The Taste of Air
Page 5
I miss my old life. I just miss life. Just because I look good does not mean I am good. Everything looks the same. Don’t they know everything has changed?
I smile a lot these days. I laugh, talk with friends, to my oldest bestest friends who did not ignore me, leave me when one diagnosis followed another and my oxygen levels decreased and my smiles turned to tears and they were still there.
This is who I am and no amount of make-up will change me. Go if you want to. Leave. You were not there and now I know that. You did not care about me. You cared more about the image of a healthy person who looked so good, whose world had not yet changed.
It is dizzying, exhausting to be two different people. This is who I am, good days and bad days. Sometimes there will be days that I am funny, that you just cannot believe I am sick. Then the next day I may be that really sick girl who used to be funny. I am doing my best.
I am trying to be me.
Love, Karyn
P.S. Dear People, Just because you cannot see it, does not mean it does not exist. I am not fine, and I am not good, and I am not the same.
February 4, 2009
Nails On The Chalkboard
Of My Soul
This Side
Dear Diary,
People spotted my oxygen tank and nasal cannula. No shortage of awkward conversations in which pity dripped through people’s voices and eyes. They cast their eyes away as though I were the homeless begging for change. They would look, but not see me. Why? My soul was unchanged by my physical decline. Why are they talking to me so slowly and with high-pitched voices? I wonder why they cannot see the pain in my eyes.
Sadly, they ran their nails over the chalkboard of my soul. They pitied me. They had no compassion, for pity is without any compassion. When you have compassion, all human experiences are possible. There go I, but for the grace of God. Pity is a Fool, and I pity the Fool.
Each of our experiences is both unique and completely universal. Sickness and disease happen all the time, and it does, until it happens to you, and then it is something altogether different.
I pity those who lack the compassion to feel what they see, and who do not see. No shred of sympathy, empathy or understanding. Maybe I should speak to them slowly and with a high-pitched voice? Someone needs to write The Idiot’s Guide to LAM.
Did I tell you about my cousin Rachel, who got LAM and dropped dead less than 2 months later? How long did they give you to live? The awful time questions—how long, how short, how often. What are you so worked up about? Hey, I had a piece of my intestine removed last year and I am just fine. It’s all in your head. It’s the altitude. You just need a hobby. I know exactly what you should do. I know just how you feel. Their words thrown like spears piercing my heart.
Long shaggy dog stories about someone else’s lung disease, especially one with a tragic ending. I could not get them to listen to me. They hijacked my right to talk about my own personal experience and feelings. Let Rachel and the other shaggy dogs rest in peace.

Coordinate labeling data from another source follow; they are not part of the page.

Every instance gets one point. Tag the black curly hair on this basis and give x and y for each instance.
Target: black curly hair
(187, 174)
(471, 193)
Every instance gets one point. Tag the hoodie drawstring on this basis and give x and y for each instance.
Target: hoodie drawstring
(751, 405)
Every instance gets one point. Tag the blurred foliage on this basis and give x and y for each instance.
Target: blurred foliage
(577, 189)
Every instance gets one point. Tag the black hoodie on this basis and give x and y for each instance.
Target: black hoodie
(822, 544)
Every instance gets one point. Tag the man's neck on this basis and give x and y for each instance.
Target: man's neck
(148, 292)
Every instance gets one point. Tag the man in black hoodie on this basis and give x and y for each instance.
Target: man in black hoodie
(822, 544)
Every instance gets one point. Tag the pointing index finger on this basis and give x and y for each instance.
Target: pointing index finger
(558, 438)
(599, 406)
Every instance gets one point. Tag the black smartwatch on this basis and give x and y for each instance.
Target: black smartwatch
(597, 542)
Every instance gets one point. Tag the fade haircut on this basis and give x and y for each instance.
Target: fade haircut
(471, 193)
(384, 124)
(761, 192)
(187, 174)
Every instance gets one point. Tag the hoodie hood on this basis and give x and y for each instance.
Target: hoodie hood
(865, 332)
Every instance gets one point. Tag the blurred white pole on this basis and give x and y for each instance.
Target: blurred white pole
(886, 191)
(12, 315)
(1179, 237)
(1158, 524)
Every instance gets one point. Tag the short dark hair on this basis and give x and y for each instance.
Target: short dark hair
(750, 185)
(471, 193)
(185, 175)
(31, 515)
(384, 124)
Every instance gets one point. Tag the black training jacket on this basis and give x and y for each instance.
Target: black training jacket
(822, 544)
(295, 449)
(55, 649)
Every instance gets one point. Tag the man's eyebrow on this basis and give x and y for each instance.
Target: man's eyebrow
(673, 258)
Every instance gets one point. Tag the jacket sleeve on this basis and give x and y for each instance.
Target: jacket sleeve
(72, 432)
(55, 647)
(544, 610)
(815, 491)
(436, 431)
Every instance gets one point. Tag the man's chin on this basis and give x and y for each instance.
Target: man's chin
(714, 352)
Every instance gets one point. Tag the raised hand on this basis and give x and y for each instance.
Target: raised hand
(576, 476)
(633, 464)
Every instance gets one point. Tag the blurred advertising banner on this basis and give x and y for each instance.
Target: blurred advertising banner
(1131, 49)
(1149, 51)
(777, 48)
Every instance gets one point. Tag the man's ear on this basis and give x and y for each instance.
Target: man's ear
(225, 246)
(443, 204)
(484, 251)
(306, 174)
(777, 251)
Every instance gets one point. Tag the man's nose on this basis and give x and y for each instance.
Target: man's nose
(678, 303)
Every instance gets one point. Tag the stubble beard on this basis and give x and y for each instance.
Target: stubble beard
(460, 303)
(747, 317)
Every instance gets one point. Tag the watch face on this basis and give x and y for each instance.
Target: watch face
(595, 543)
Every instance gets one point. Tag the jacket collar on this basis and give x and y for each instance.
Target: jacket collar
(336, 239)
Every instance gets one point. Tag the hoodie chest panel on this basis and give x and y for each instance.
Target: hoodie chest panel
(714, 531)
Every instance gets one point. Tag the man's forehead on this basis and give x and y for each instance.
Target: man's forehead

Oh, is that all? I thought you had (always in whispered tones) cancer or something. You just have to learn to live with it. You’re just depressed. You just need to reduce stress and make some time for yourself. It’s all in your head, if you just had a positive mental attitude, you would not feel sick. You could get better if you really wanted to. You are so lucky to spend the day in bed. LAM is a blessing in disguise. An oyster needs sand to make a pearl. Sometimes we need to feel worse to get better.
Talk to me in a normal manner. How’s it going rather than always asking how’s my health or how often do you have to go back to the doctor. Give me the choice of sharing concerns, fears or good news about my condition. Talk to me about the ordinary; it does so matter. I am here. Please remember, I have LAM, I am not LAM. Hear me. Accept all the good and bad about me. I do know the hard part is actually doing it.
Being able to hear what I want, what I need from you, and to give that, and not to give me what you believe I should want from you. Give me time so you may hear what I am saying. Why are there so many Teflon listeners? What I say just slides right off them. Having people listen instead of telling makes me feel real. Please be there.
I have learned we can never truly know what will help and what will hurt someone with a disease, so how can I ever know what to say, or ask, or do? I suppose the simple answer is we can’t. My very wise Grandpa Harmon always told me, that there is always an easy solution to every human problem, neat, sensible and wrong. I cannot know what each Lammie and Lungie needs and wants. But I have learned, we can always be sensitive.
I remember running a nail on your chalkboard when I made an ill-fated comment about the noise of your pulse-dose oxygen in the movie theater. Each time you took a breath, a noise emitted breaking the quiet. I was embarrassed by the sounds and wanted it hushed. What? Did I not want you to go to the movies? Did I not want you to breathe?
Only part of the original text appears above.